BRIEF DESCRIPTION OF THE DRAWINGS

[0021] The accompanying drawings, which are incorporated in and constitute part of the specification illustrate embodiments of the invention and, together with the general description given above and the detailed description of the embodiments given below, serve to explain the principles of the present invention. In the drawings:

[0022] FIG. 1 is an exemplary source and target schemata expressed in XML Schema formalism;

[0023] FIG. 2 is an exemplary source and target schemata expressed through directed graphs;

[0024] FIG. 3 is an exemplary match matrix that corresponds to the exemplary source and target schemata in FIG. 1 and FIG. 2;

[0025] FIG. 4 is an exemplary schema matching tool that practices an embodiment of present invention;

[0026] FIG. 5 is an exemplary method of practicing an embodiment of the present invention; and

[0027] FIG. 6 is an exemplary computer architecture upon which the present invention may be implemented.

DETAILED DESCRIPTION OF THE INVENTION

[0028] The present invention, as described below, may be implemented in many different embodiments of software, hardware, firmware, and/or the. entities illustrated in the figures.
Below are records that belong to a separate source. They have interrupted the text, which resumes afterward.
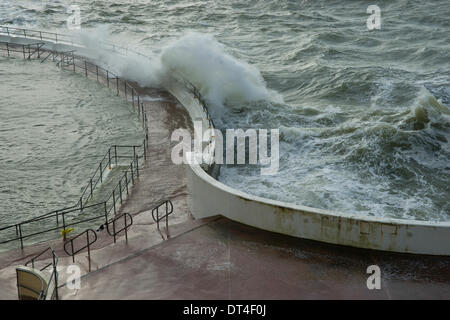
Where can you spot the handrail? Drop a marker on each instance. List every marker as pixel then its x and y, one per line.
pixel 59 38
pixel 54 274
pixel 88 245
pixel 125 215
pixel 168 212
pixel 106 162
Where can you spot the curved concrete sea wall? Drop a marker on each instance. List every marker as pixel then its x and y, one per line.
pixel 209 197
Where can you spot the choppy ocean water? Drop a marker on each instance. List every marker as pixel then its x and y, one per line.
pixel 364 116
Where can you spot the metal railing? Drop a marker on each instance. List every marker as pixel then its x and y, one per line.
pixel 126 218
pixel 53 275
pixel 71 61
pixel 73 252
pixel 66 218
pixel 36 34
pixel 165 215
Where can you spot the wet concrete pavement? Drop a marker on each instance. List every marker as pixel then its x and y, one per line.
pixel 227 260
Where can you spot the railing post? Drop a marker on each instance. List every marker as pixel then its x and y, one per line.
pixel 64 223
pixel 109 158
pixel 137 166
pixel 114 201
pixel 120 191
pixel 114 230
pixel 89 250
pixel 132 173
pixel 125 224
pixel 139 107
pixel 20 235
pixel 55 272
pixel 167 226
pixel 145 151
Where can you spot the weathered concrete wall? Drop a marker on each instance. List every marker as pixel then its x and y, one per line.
pixel 209 197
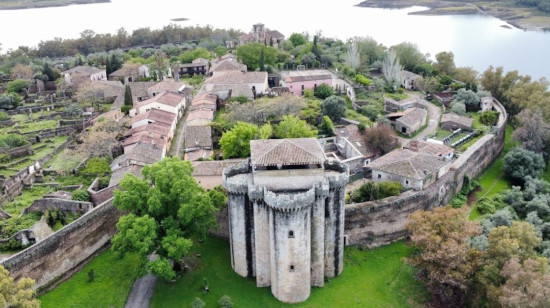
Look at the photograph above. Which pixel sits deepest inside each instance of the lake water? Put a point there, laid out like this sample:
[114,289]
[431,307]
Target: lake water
[477,41]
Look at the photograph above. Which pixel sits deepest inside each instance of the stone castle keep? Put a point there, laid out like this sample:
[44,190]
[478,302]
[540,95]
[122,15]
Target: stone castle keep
[286,216]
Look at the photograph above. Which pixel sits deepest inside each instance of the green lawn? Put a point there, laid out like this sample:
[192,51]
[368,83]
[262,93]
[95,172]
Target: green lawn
[113,279]
[371,278]
[492,181]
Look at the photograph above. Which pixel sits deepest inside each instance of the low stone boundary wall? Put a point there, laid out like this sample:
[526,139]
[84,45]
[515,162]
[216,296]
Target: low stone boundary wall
[51,260]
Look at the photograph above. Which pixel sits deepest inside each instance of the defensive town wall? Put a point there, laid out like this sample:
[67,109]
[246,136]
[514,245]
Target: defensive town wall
[59,255]
[381,222]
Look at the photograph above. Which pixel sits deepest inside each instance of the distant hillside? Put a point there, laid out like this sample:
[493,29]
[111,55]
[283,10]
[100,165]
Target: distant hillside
[29,4]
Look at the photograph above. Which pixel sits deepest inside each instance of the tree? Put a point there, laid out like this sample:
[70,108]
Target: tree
[249,54]
[9,100]
[225,302]
[334,107]
[409,56]
[235,143]
[392,69]
[73,111]
[164,210]
[458,108]
[532,131]
[519,241]
[381,138]
[326,127]
[22,71]
[527,284]
[445,63]
[128,100]
[292,127]
[197,303]
[445,259]
[353,59]
[17,86]
[262,61]
[323,91]
[20,294]
[520,163]
[297,39]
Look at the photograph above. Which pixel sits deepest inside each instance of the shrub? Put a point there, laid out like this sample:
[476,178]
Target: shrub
[80,195]
[489,118]
[323,91]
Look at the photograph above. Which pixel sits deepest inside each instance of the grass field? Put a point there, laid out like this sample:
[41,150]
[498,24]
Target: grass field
[492,181]
[113,279]
[371,278]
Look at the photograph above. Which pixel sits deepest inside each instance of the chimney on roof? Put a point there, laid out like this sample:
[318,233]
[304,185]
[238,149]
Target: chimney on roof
[413,145]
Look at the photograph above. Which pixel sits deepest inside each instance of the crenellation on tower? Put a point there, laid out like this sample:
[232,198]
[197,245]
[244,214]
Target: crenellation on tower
[286,207]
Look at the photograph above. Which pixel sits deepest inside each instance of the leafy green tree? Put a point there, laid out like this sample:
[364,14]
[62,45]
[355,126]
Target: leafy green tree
[297,39]
[225,302]
[444,257]
[17,294]
[235,143]
[266,131]
[9,100]
[323,91]
[262,61]
[326,127]
[73,110]
[250,53]
[16,86]
[334,107]
[520,163]
[292,127]
[164,210]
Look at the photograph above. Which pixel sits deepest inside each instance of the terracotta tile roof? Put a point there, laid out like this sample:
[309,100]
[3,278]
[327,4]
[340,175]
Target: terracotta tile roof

Any actual software code with the specialized control of hardware to implement the present invention is not limiting of the present invention. Thus, the operational behavior of the present invention will be described with the understanding that modifications and variations of the embodiments are possible, given the level of detail presented herein.

[0029] Schema matching tools generally represent a schema as a directed graph as discussed in Bernstein et al., "Industrial-Strength Schema Matching," SIGMOD Record, vol. 33, pp. 38-43, 2004, incorporated herein by reference in its entirety. The nodes of this graph correspond to schema elements. In the relational model, these elements include relations, attributes and keys. In XML, they include elements and attributes. The present invention currently supports ERWin.RTM. physical models (a product of Computer Associates of Islandia, N.Y., see www3.ca.com), XML Schema (XSD) files, and RDF/OWL ontologies. FIG. 1 is an exemplary source and target schemata presented in XML Schema format.

[0030] FIG. 2 is an illustration of schema graphs corresponding to the exemplary source and target schemata displayed in FIG. 1. In FIG. 2, the schema elements shipTo and shippingInfo are displayed as nodes 202 and 204 in schema graphs, and the structural relationships are represented as edges. Edges connect the shipTo element 202 to the elements firstName 206, lastName 208, and subtotal 210 nested within it. Similarly, edges connect the shippingInfo node 204 to the name element 212 and the total element 214. The present invention annotates each node in the schema graph with additional information, including its name and documentation.

[0031] Relationships between schema elements in the source and target schemata are generally represented by a match matrix. This matrix consists of headers that reference source and target elements, a row for each source element, and a column for each target element. FIG. 3 presents an exemplary match matrix corresponding to the exemplary schema graphs in FIG. 2. The exemplary match matrix contains four rows and three columns, and each cell in the match matrix describes a potential correspondence between a source element and a target element.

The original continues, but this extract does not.